At present I use Eaglefiler to organise my PDFs and it does a solid job. DT is attractive because I’m an academic, and using the AI to find similar PDFs is potentially very interesting. I have about 2,500 pdfs of my Mac, being mostly articles but a few books as well. About 90% of these are ‘proper’ PDFs in that they have searchable text within them, but the last 10% are effectively scanned images.

I’ve indexed the whole lot at present within DT. This is great - with the 90% that have searchable text I can find similar files, set up groups, and generally organise myself. However, there’s still the 10% of files I’ve indexed that are scanned images, and understandably DT doesn’t do a good job of indexing these.

In an ideal world I’d now get DT to identify these, and reindex them by using OCR. I guess this is asking a lot though. If this isn’t possible, is it possible to manually re-index the files one at a time using the OCR facilities, or do I have to import these files in order to be able to get OCR to work?

Thanks to everyone for any help, and apologies if these kind of dumb questions have been asked before - I’ve had a search through the forums and couldn’t find them.

Best wishes,

Ian

This has been discussed before on the forum. You can make a Smart Group that lists PDFs of type “PDF” and not “PDF+Text” and select them and use “Data > Convert > to Searchable PDF”. Make sure not to set attributes on them (see the OCR preference pane) so that they can be batch processed.

There is also a script that does this on the DEVONacademy.

Ian, you can identify the image-only PDFs that need OCR by sorting by Kind. Image-only PDF Kind = PDF. Searchable PDF Kind = PDF+Text.

You can sort by Kind in the History view (Tools > History) or in the All PDF smart group. If the Kind column doesn’t already exist, add it to the view using View > Columns and check the Kind option.

If you select an Index-captured PDF and use Data > Convert > to Searchable PDF on it (and have set Preferences > OCR to delete the original), a new searchable PDF will be created in the database and the original Index-captured PDF will be deleted. If you wish to retain the PDF as Index-captured, you would need to export the searchable PDF, replace the original PDF in the Finder and reindex it into the database (and delete the searchable copy that already exists). If you have a number of image-only PDFs to convert, you might experiment with various workflows until you find a satisfactory one.

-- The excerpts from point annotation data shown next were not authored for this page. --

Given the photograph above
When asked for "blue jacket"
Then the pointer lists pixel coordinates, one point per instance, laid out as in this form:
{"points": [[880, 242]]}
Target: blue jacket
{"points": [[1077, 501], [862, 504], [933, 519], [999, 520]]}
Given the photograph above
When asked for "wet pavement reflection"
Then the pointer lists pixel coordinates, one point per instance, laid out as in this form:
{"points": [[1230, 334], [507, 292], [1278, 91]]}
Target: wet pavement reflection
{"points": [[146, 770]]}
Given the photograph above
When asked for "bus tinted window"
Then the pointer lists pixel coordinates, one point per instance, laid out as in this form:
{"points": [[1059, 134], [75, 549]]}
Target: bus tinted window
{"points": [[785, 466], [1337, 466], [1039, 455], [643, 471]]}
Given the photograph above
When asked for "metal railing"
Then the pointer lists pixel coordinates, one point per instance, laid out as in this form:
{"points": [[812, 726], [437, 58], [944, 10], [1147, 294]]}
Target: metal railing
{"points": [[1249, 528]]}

Thanks very much for getting back to me so quickly. This has worked incredibly well - even for my hand-scanned pdfs which were the wrong way around. I’m pretty impressed.

I’ve still got one small problem. Some pdfs for particular journals come with a few arbitrary words stamped on them (all rights reserved 2000, for example, being put at the bottom of each page), but with the rest of the pdf being made up of images only. DTP is recognising these files as PDF+text, which they kind of are, but as a result this misses out all the ‘real’ text. I haven’t found a way of getting DTP to scan these files from scratch to incorporate them properly. Is there a way to do this?

Thanks again for your earlier help.

Ian

You can do Data > Convert > To Searchable PDF even if the file is already of Kind “PDF+Text”.

Nick

Thanks (again). I see now - DT was doing the OCR in the background and converting the file without telling me. When I open the ‘OCR activity’ I can see it doing the work.

Best,

Ian

You can actually make another Smart Group where you use the word count of files of type “PDF+Text” as a way to find possible candidates.